Au bruit de notre lutte et de nos cris de colère venaient s’ajouter les piaulements effarés de la volaille, coqs, poules et poussins se bousculant dans leurs cages étroites, les bonds des lapins cognant le grillage dans un tohu-bohu indescriptible. C’était à ne plus s’entendre, et malgré cet étrange vacarme, les conducteurs de la voiture ne se montrèrent jamais pour en connaître la cause, ce qui m’a toujours donné à penser que certainement l’homme qui nous avait tendu le piége, auquel notre étourderie et notre crédulité s’étaient laissées prendre, ne devait pas en être à son coup d’essai.

Sta obéissait, sans doute, à des ordres très-précis et très-détaillés, car rien ne paraissait la toucher, ni l’embarrasser, tout semblait avoir été prévu d’avance nos emportements, nos larmes, les folles menaces que nous arrachait l’inutile fureur dont nous étions animés, les promesses que nous prodiguions à tort et à travers de lui faire acheter par nos mamans de belles robes toutes dorées avec des dentelles hautes comme ça — des colliers, des bagues, tout ce qu’elle voudrait enfin, pourvu qu’elle nous ouvrit la porte, car c’était bien en ce moment notre désir le plus intense : retourner chez nous malgré la longueur du trajet, malgré la nuit qui nous prendrait en route, malgré même les terribles punitions que nous étions sûrs de nous voir infliger.

Pourtant, nous avançions toujours, les cahots de la voiture nous permettaient du moins de le croire.
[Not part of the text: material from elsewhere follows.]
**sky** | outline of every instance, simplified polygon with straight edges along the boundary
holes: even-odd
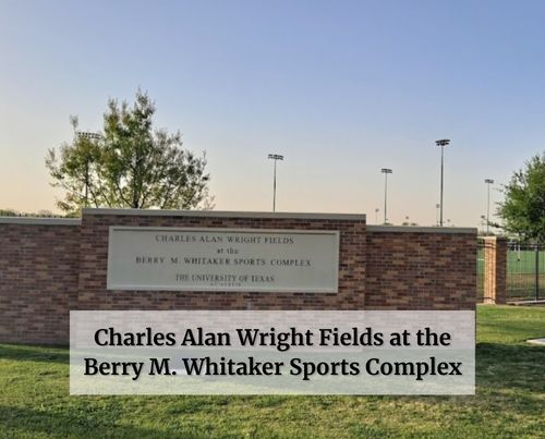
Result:
[[[218,210],[477,227],[545,150],[543,1],[0,0],[0,208],[58,211],[48,148],[138,87],[206,151]]]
Alexandre, épuisé de fatigue et de larmes, avait fini par s’asseoir sur le bord d’une des banquettes et regardait obstinément ce petit carré de ciel bleu qui, de moment en moment, se faisait plus sombre.

Sa figure rouge et mouillée de pleurs avait une expression de désespoir impuissant qui me rendait plus triste encore.
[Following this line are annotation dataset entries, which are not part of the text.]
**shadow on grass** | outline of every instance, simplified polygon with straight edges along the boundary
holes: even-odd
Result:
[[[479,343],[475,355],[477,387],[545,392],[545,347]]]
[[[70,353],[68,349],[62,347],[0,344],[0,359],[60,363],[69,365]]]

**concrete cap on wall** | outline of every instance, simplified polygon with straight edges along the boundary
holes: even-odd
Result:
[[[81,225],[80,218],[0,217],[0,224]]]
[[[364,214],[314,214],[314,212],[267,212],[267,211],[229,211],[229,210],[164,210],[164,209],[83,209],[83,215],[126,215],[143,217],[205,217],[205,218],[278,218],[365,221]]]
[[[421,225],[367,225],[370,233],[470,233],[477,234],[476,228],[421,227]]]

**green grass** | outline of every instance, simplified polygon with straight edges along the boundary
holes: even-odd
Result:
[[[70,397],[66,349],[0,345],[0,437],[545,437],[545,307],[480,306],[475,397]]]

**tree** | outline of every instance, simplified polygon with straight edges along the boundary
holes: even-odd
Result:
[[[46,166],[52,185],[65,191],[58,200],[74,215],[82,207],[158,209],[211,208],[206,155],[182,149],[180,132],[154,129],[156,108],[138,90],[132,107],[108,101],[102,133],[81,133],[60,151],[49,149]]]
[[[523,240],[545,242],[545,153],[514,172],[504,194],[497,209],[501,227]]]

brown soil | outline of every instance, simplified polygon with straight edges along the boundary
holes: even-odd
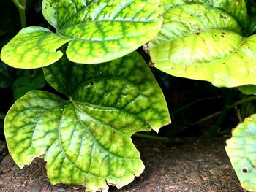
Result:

De temps en temps, un bruit passager de grelots ébranlait l’air. Sans doute, c’était une charrette de roulier s’en allant à Montmélian, à Grenoble ou revenant sur Chambéry. À chaque fois, mon cœur battait bien fort ! il me semblait, en écoutant ce tintement si connu, que nous étions moins seuls et moins abandonnés ; peu à peu le grincement des roues sur les cailloux se faisait plus sourd, le son se perdait dans le lointain, le silence revenait lourd et menaçant, et moi je recommençais à pleurer…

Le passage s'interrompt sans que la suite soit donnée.